China Executed 2,400 Prisoners Last Year Says Human Rights Group

China death penalty
Criminals are sentenced to death during an open trial in Zhuzhou, central China's Hunan province December 26, 2006. China Daily/Reuters

China executed 2,400 prisoners last year, according to a report released on Monday by a leading US-based human rights group.

The Dui Hua foundation, a San Francisco-based organisation which works to uphold human rights in China and America, estimated that approximately 2,400 people were executed in China in 2013, a 20% drop since 2012.

The report added that the 2014 figure will be unlikely to change.

Although the figure is a state secret, China is believed to execute far more people than any other country. Chinese prisoners are typically executed using lethal injection, and in some cases, by firing squads.

According to Amnesty International’s annual report on the death penalty, “excluding China, at least 778 people were executed worldwide” throughout 2013. Dui Hua’s estimate would place the number of executions in China at three times as many as the rest of the world put together.

The Amnesty report also noted that their monitoring indicated death sentences “in the thousands”. However the organisation was unwilling to attempt more specific estimates due to the refusal of Chinese authorities to make statistics public.

Chiara Sangiorgio, Amnesty International’s death penalty expert, told Newsweek that despite “some limited positive steps”, secrecy has made it difficult to evaluate the general situation in China.

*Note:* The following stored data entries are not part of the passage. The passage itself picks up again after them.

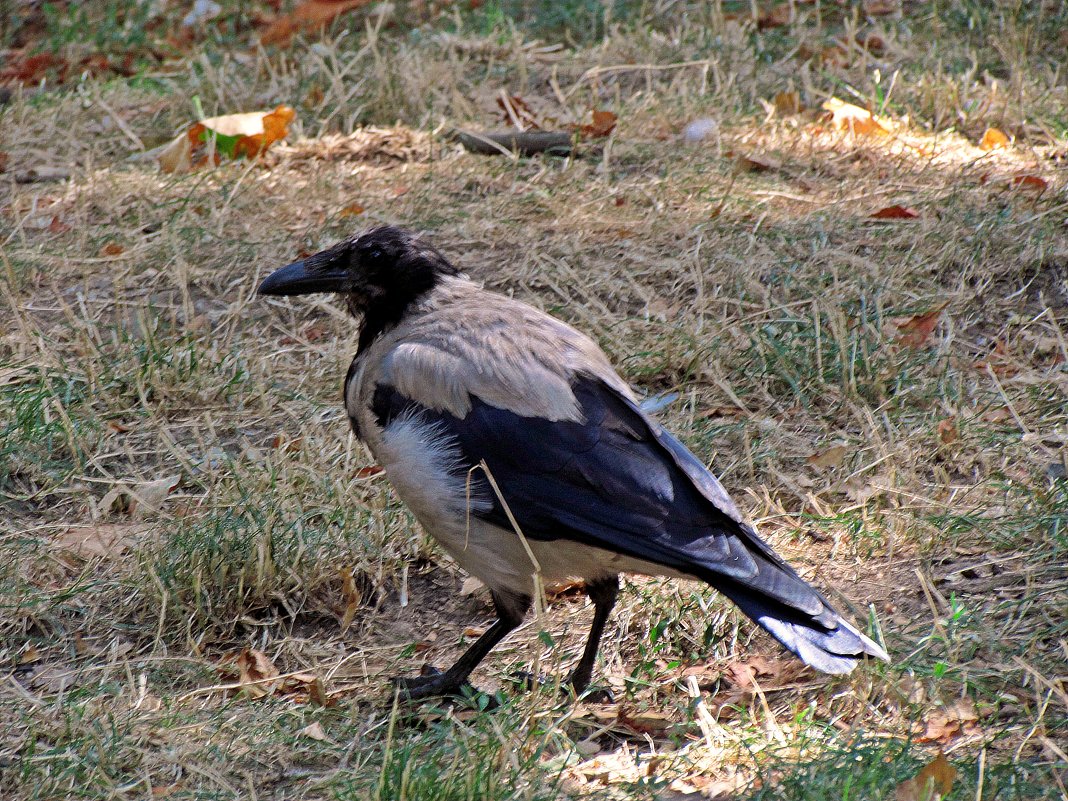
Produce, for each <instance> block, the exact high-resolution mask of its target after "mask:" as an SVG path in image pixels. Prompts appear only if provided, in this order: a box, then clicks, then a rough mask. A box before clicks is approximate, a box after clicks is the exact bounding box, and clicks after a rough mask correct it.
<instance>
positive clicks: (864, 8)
mask: <svg viewBox="0 0 1068 801" xmlns="http://www.w3.org/2000/svg"><path fill="white" fill-rule="evenodd" d="M900 10H901V2H900V0H864V13H865V14H867V15H868V16H871V17H878V16H883V15H885V14H894V13H895V12H898V11H900Z"/></svg>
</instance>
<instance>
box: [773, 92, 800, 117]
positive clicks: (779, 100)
mask: <svg viewBox="0 0 1068 801" xmlns="http://www.w3.org/2000/svg"><path fill="white" fill-rule="evenodd" d="M772 105H773V106H774V107H775V111H778V112H779V113H780V114H800V113H801V111H802V109H803V108H804V107H803V106H802V105H801V95H800V94H799V93H797V92H780V93H779V94H776V95H775V97H774V99H773V100H772Z"/></svg>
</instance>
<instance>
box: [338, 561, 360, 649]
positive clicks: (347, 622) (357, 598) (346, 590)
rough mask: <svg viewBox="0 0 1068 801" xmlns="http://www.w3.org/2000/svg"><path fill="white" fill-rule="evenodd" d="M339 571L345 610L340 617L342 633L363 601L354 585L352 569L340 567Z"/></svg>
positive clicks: (349, 624) (346, 630) (355, 581)
mask: <svg viewBox="0 0 1068 801" xmlns="http://www.w3.org/2000/svg"><path fill="white" fill-rule="evenodd" d="M339 572H340V574H341V581H342V588H341V593H342V598H343V599H344V601H345V611H344V613H342V617H341V631H342V633H343V634H344V633H345V632H346V631H347V630H348V627H349V626H351V625H352V621H354V619H356V613H357V611H359V609H360V603H361V602H362V601H363V593H361V592H360V590H359V587H357V585H356V578H355V577H354V575H352V570H350V569H349V568H342V569H341V570H340V571H339Z"/></svg>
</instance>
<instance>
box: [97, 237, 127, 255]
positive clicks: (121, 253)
mask: <svg viewBox="0 0 1068 801" xmlns="http://www.w3.org/2000/svg"><path fill="white" fill-rule="evenodd" d="M125 252H126V248H124V247H123V246H122V245H120V244H119V242H115V241H111V242H107V244H106V245H105V246H104V247H103V248H100V255H101V256H117V255H120V254H122V253H125Z"/></svg>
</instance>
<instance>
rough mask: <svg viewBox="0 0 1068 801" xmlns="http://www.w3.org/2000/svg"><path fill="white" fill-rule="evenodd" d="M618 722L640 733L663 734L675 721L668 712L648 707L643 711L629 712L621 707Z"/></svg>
mask: <svg viewBox="0 0 1068 801" xmlns="http://www.w3.org/2000/svg"><path fill="white" fill-rule="evenodd" d="M617 720H618V722H619V723H621V724H623V725H624V726H626V727H627V728H629V729H630V731H632V732H637V733H638V734H662V733H663V732H666V731H668V729H669V728H671V726H672V725H673V724H674V723H675V721H674V720H672V718H671V716H669V714H668V713H666V712H661V711H657V710H655V709H648V710H645V711H641V712H633V713H631V712H628V711H627V710H625V709H623V708H622V707H621V709H619V713H618V718H617Z"/></svg>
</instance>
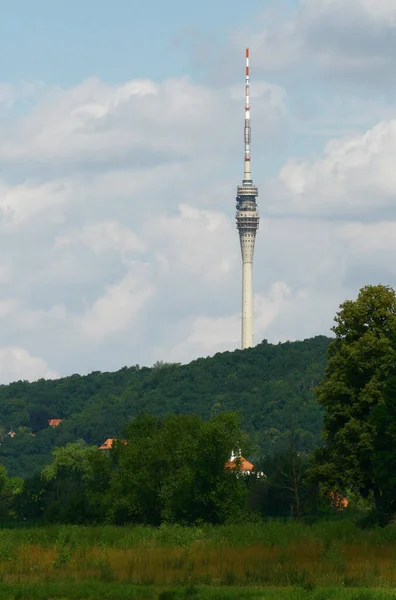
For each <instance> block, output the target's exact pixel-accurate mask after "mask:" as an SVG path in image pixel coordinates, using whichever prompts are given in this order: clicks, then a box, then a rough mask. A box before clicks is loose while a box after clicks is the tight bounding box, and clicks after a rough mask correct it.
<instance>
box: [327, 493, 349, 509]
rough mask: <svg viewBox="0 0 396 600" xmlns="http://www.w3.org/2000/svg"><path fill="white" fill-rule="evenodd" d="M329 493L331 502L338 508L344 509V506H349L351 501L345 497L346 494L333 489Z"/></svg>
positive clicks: (333, 504) (345, 506) (344, 507)
mask: <svg viewBox="0 0 396 600" xmlns="http://www.w3.org/2000/svg"><path fill="white" fill-rule="evenodd" d="M329 495H330V502H331V503H332V505H333V507H334V508H335V509H336V510H344V508H347V506H348V504H349V502H348V500H347V499H346V498H344V496H341V494H337V493H334V492H333V491H331V492H330V494H329Z"/></svg>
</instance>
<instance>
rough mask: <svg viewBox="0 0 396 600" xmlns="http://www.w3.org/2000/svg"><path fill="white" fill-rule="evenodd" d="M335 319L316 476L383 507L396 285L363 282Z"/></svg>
mask: <svg viewBox="0 0 396 600" xmlns="http://www.w3.org/2000/svg"><path fill="white" fill-rule="evenodd" d="M335 321H336V325H335V326H334V327H333V329H332V331H333V332H334V333H335V336H336V337H335V340H334V341H333V342H332V343H331V344H330V346H329V362H328V367H327V370H326V374H325V378H324V380H323V382H322V383H321V384H320V385H319V387H318V388H317V396H318V400H319V402H320V404H321V405H322V406H323V407H324V408H325V419H324V430H323V437H324V442H325V445H324V447H323V448H319V449H318V450H317V451H316V452H315V454H314V461H313V464H312V466H311V469H310V476H311V477H312V478H313V479H314V480H316V481H317V482H319V483H320V484H321V485H322V488H323V491H324V492H325V493H326V494H329V493H330V491H331V490H334V491H336V492H337V491H340V492H343V491H344V490H345V489H347V488H350V487H353V488H355V489H357V490H358V491H359V493H361V494H362V496H363V497H368V495H369V494H373V497H374V500H375V505H376V508H377V510H380V509H382V508H383V505H384V502H385V496H384V493H383V488H382V483H381V482H382V480H383V478H382V475H381V468H380V463H381V464H382V463H383V461H384V460H385V455H383V454H382V455H381V453H380V448H379V447H378V444H379V441H380V439H381V435H382V433H381V426H380V421H381V420H382V421H383V419H384V414H387V411H388V409H389V406H388V405H387V386H388V382H389V379H390V377H391V376H392V374H393V372H394V370H395V364H396V346H395V343H394V333H395V331H396V297H395V292H394V290H393V289H392V288H390V287H387V286H383V285H378V286H366V287H364V288H362V289H361V290H360V292H359V295H358V298H357V300H356V301H350V300H348V301H346V302H344V303H343V304H342V305H341V306H340V311H339V312H338V313H337V316H336V318H335ZM384 411H385V412H384ZM381 415H382V416H381ZM381 456H382V458H380V457H381Z"/></svg>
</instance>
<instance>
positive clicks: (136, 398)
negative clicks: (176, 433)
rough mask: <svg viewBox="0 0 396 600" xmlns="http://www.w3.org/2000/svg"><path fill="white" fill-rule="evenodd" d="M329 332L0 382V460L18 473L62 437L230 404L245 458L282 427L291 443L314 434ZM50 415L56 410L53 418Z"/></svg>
mask: <svg viewBox="0 0 396 600" xmlns="http://www.w3.org/2000/svg"><path fill="white" fill-rule="evenodd" d="M330 341H331V339H330V338H328V337H325V336H318V337H315V338H313V339H307V340H304V341H301V342H286V343H279V344H276V345H274V344H270V343H268V342H267V341H265V340H264V341H263V342H261V343H260V344H258V345H257V346H256V347H254V348H251V349H249V350H245V351H243V352H242V351H239V350H237V351H235V352H223V353H218V354H216V355H215V356H213V357H209V358H200V359H198V360H195V361H193V362H191V363H190V364H187V365H179V364H167V363H161V362H158V363H156V364H155V365H154V366H153V367H151V368H148V367H139V365H135V366H132V367H124V368H122V369H120V370H119V371H116V372H114V373H101V372H93V373H91V374H89V375H86V376H80V375H72V376H70V377H65V378H62V379H58V380H39V381H37V382H34V383H28V382H26V381H18V382H15V383H12V384H10V385H2V386H0V440H1V443H0V464H2V465H4V466H5V467H6V469H7V471H8V474H9V475H10V476H12V477H23V478H26V477H28V476H31V475H32V473H34V472H40V471H41V470H42V469H43V468H44V467H45V466H46V465H47V464H49V463H50V462H51V458H52V451H53V449H54V448H56V447H60V446H65V445H66V444H69V443H75V442H82V441H83V442H85V443H86V444H88V445H90V446H91V445H93V446H98V445H100V444H102V443H103V442H104V441H105V440H106V439H107V438H117V437H118V436H119V435H120V433H121V431H122V429H123V427H124V426H125V425H126V424H127V423H128V422H130V421H131V419H133V418H134V417H136V416H137V415H138V414H139V413H141V412H142V411H143V412H148V413H151V414H154V415H158V416H165V415H168V414H175V415H178V414H187V415H188V414H190V415H191V414H195V415H198V416H200V417H202V418H203V419H208V418H210V417H213V416H215V415H216V414H218V413H221V412H223V411H230V410H231V411H236V412H238V413H239V414H240V416H241V418H242V424H243V427H244V429H245V430H246V432H247V433H248V434H249V436H250V441H251V443H252V449H251V452H252V457H253V458H254V459H255V460H257V459H258V458H259V457H260V456H262V455H264V454H268V453H271V452H276V451H278V450H279V449H280V448H282V447H283V446H284V443H285V438H287V436H288V435H289V434H288V432H289V431H290V428H291V427H293V430H294V431H295V432H296V436H297V444H298V447H299V448H300V449H301V450H302V451H304V452H310V451H311V450H312V449H313V448H315V447H316V446H317V445H318V444H320V443H321V427H322V421H323V409H322V407H321V406H320V405H319V404H318V403H317V401H316V399H315V398H314V395H313V389H314V387H315V386H316V385H317V384H318V383H319V382H320V381H321V380H322V378H323V376H324V372H325V368H326V364H327V351H328V346H329V343H330ZM50 419H61V420H62V421H61V423H60V424H59V425H58V426H57V427H51V426H49V425H48V421H49V420H50Z"/></svg>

"The lack of transparency around the use of the death penalty makes it impossible to assess the true reality of capital punishment in the country, or indeed if there has been any ‘progress’ towards abolition,” she said.

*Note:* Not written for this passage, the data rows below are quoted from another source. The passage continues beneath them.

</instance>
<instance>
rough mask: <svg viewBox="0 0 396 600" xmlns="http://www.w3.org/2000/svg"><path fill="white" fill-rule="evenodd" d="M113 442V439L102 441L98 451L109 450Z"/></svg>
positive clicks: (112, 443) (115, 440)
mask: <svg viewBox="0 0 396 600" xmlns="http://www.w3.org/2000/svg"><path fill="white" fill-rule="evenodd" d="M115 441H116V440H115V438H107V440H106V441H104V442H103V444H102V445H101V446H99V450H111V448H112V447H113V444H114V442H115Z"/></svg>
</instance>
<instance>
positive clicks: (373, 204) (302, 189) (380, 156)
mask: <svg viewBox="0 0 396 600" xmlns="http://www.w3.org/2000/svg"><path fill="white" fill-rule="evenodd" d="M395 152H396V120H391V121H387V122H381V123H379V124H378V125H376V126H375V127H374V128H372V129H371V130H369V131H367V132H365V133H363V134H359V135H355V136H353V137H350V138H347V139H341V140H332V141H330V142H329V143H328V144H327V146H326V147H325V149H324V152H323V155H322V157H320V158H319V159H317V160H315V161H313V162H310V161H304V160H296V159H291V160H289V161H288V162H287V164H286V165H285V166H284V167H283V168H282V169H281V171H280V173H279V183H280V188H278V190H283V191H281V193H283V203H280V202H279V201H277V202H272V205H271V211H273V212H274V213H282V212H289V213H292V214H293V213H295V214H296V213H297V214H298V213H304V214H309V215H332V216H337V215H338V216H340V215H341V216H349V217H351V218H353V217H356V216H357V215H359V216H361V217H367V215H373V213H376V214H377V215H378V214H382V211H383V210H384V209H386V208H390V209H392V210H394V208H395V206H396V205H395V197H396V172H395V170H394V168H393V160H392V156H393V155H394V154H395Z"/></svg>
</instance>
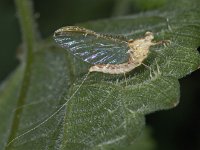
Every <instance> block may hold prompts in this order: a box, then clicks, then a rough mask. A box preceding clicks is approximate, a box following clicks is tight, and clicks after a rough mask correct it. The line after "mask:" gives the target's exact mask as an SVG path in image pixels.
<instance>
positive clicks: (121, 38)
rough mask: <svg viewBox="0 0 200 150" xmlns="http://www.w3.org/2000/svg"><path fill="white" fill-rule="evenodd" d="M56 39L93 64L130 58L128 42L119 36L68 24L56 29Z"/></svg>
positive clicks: (55, 39)
mask: <svg viewBox="0 0 200 150" xmlns="http://www.w3.org/2000/svg"><path fill="white" fill-rule="evenodd" d="M54 39H55V41H56V42H57V43H58V44H59V45H60V46H61V47H63V48H65V49H67V50H69V51H70V52H71V53H72V54H73V55H75V56H77V57H79V58H81V59H82V60H84V61H86V62H88V63H91V64H120V63H123V62H126V61H127V60H128V54H127V51H128V49H129V47H128V44H127V42H126V40H125V38H122V37H119V36H111V35H106V34H99V33H96V32H94V31H92V30H88V29H85V28H80V27H76V26H67V27H63V28H60V29H58V30H57V31H55V33H54Z"/></svg>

She added that capital punishment can still be granted for non-lethal crimes such as drug trafficking and embezzlement, which in the UK carries an average sentence of five years in jail.

The Dui Hua foundation said that they had obtained their statistics by analysing “data points” published in the Chinese magazine Southern Weekly that conform to information leaked to Dui Hua by a Chinese official earlier this year.

China has moderated its use of the death penalty in recent years, and is thought to have executed fewer people following a 2007 decision to give the Supreme People's Court the authority to review all death sentences.

In a landmark case in June this year, Li Yan, a Chinese woman who killed her abusive husband after suffering months of domestic violence had her death sentence overturned by the Supreme Court.

In 2011, China also banned the use of capital punishment for offenders over the age of 75 and removed 13 offences from the list of 68 crimes punishable by death.

However since the offences were all economic-related crimes which, in practice, rarely incurred the death penalty, the move was viewed as a token gesture in some quarters. Amnesty International deemed the law change “legal housekeeping”.

Iran and Iraq follow China as the countries where the death penalty is most widely practiced, at second and third respectively. According to Amnesty statistics at least 369 executions were carried out in Iran, and 169 in Iraq throughout 2013. Saudi Arabia (79) and the USA (39) take fourth and fifth place with Somalia (34) in sixth place.